どれかが欠けていたら、ご本人もしくは子どもに何らかの危険が及んでいたんじゃないか?と思ってしまう。虐待事件を起こした親とそうじゃない親を分ける壁はそんなに頑丈ではないのでは?と思ってしまった。
ダラダラする時間だって必要!
『今日もなにもできなかった』の章では遅く起きて散らかった部屋での1日のルーティンを書いている。あまりのダメっぷりに読んでいて恍惚としてしまい、勉強の予定をぶん投げてコンビニに行ってハーゲンダッツを買って抹茶ミルク(ダマ入り)と一緒に食べた。
ものすごく幸せで、満ち足りた時間だった。
規則正しい生活、目標を掲げてそれに向かって努力する。それ自体は素晴らしいけど、人間って機械みたいにはいかないのだなとしみじみ感じた。

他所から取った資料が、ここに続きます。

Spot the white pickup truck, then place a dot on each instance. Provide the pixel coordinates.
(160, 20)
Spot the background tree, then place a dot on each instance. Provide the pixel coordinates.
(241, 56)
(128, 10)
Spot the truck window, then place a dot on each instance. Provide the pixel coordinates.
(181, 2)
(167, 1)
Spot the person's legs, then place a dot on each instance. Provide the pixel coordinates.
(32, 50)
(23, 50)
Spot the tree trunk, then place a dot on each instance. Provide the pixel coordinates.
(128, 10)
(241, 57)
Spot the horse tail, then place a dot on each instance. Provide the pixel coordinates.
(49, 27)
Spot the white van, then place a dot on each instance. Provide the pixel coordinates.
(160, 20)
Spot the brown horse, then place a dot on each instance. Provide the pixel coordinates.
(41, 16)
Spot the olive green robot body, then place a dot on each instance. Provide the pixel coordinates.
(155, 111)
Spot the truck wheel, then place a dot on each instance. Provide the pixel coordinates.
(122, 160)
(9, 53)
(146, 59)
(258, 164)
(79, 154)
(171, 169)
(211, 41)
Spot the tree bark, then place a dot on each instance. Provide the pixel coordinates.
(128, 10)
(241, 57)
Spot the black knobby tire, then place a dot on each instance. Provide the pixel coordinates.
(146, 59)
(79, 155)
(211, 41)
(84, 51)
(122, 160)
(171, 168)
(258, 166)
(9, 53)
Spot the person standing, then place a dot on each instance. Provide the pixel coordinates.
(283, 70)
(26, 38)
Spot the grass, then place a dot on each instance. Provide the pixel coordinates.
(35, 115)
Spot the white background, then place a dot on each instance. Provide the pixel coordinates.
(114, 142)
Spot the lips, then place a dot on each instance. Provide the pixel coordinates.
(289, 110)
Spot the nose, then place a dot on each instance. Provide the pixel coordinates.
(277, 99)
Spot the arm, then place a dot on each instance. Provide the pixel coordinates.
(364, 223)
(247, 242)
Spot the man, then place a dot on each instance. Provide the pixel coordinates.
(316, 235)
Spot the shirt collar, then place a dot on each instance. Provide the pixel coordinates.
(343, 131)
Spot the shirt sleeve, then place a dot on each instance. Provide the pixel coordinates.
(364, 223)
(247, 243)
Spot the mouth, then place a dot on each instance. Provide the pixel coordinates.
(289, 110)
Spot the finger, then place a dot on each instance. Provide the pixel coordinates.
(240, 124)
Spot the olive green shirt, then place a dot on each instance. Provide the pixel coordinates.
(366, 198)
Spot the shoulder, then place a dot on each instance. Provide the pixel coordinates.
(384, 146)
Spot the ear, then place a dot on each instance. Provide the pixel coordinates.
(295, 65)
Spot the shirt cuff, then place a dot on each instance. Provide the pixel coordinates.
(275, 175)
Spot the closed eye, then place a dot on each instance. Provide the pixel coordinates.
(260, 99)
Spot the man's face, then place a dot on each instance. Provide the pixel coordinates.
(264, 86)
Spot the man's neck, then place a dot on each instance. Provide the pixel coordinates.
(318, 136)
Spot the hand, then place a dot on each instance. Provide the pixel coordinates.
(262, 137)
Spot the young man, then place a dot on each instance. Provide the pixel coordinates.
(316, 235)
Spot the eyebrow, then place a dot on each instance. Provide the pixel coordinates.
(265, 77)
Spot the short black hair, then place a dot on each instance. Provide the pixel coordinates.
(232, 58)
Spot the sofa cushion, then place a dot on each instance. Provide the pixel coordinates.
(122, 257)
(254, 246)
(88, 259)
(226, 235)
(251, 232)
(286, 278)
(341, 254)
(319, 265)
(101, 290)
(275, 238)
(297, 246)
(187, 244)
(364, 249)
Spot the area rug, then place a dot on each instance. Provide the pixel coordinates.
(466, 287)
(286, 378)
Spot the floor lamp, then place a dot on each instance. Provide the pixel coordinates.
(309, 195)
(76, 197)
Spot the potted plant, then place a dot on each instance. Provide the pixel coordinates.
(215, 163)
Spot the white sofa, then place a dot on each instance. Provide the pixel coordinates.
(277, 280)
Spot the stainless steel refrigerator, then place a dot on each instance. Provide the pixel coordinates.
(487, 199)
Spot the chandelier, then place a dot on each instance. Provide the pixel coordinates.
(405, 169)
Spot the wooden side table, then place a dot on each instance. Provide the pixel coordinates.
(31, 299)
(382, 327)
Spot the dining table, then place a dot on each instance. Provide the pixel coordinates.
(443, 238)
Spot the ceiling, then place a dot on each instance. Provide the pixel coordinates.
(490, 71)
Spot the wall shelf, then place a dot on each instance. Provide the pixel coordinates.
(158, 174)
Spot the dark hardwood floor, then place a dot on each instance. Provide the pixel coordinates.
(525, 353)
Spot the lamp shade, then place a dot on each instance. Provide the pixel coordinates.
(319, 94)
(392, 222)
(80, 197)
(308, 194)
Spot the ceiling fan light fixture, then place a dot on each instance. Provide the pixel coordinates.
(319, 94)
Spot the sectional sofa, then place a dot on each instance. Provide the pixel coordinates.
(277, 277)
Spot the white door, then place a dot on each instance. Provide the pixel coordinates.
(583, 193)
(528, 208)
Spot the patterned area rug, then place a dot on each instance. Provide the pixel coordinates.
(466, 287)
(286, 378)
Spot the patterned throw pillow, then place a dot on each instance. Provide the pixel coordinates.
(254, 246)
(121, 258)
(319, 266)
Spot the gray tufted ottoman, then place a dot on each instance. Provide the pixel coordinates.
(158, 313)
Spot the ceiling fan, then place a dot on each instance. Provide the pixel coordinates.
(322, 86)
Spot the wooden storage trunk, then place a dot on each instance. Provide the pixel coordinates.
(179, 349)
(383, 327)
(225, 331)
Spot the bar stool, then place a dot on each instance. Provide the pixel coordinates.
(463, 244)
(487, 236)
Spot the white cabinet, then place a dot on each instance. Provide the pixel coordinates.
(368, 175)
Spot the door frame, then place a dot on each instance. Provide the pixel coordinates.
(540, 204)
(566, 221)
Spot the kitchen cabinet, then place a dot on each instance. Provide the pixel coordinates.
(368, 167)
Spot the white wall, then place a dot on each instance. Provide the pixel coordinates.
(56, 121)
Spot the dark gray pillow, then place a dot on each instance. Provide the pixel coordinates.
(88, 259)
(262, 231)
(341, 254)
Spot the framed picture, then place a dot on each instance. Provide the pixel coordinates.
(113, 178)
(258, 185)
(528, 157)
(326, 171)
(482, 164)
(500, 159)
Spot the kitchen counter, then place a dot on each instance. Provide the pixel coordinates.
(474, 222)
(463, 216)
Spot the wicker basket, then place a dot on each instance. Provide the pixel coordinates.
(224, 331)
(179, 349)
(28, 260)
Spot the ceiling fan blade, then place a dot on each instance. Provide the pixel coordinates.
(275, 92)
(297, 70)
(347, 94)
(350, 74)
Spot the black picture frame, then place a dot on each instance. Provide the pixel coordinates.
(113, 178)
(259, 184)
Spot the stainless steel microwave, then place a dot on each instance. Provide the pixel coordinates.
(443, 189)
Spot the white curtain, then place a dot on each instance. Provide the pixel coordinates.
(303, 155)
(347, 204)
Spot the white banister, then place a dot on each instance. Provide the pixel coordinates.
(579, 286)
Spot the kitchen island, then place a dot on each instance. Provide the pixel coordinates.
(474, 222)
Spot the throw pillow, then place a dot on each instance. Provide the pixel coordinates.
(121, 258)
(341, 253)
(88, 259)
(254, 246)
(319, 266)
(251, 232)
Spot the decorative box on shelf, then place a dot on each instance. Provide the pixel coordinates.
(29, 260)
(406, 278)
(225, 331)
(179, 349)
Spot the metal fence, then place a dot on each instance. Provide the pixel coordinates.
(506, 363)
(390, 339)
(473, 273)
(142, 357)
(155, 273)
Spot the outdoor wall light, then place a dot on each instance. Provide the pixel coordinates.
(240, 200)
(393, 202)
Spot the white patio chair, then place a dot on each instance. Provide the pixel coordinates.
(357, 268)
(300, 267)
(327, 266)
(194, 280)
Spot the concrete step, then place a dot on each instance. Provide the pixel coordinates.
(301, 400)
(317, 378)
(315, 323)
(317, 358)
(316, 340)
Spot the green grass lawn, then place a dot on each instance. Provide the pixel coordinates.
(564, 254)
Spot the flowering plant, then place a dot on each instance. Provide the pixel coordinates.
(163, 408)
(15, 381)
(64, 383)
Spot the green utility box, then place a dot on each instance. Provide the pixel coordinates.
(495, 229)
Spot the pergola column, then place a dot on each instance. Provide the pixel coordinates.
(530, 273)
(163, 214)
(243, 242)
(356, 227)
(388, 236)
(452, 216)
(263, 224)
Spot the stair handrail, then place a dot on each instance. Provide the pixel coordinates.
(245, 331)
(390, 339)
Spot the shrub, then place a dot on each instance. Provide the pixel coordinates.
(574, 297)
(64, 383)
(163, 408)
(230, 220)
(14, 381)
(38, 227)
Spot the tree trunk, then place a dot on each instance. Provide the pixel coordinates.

ダラダラすることで身体が休まったり、心がホッとすることがあると思う。
目の前のことを楽しむ
『スティホーム工夫疲れ』の章でコロナ禍を少しでも楽しむために常に脳をフル回転していた作者。近所の公園で息子さんと一緒にベンチでぼうっと空を眺めたことで、今までそんな時間がほとんどなかったことに気づく。
常に「映える」ことを考えていた柚木さんとは少し違うかもしれないけど、私は常に先のことばかりを考えているなと気づいた。先のことを考えるといっても「こうしたら効率がよい」とか「こうしたら時間を有効に使える」とかだ。それをしなかったら困るわけでもなくて、どちらかというとおすすめぐらいのレベル。
それなら今を楽しんだ方が有意義かもしれない。
まとめ
このエッセイはかなり著者の赤裸々な毎日を書いている。ダメな部分やだらしない部分がたくさんあって落ち着くんだろうな。何も手につかないときは、私もとりあえずお湯をわかそう。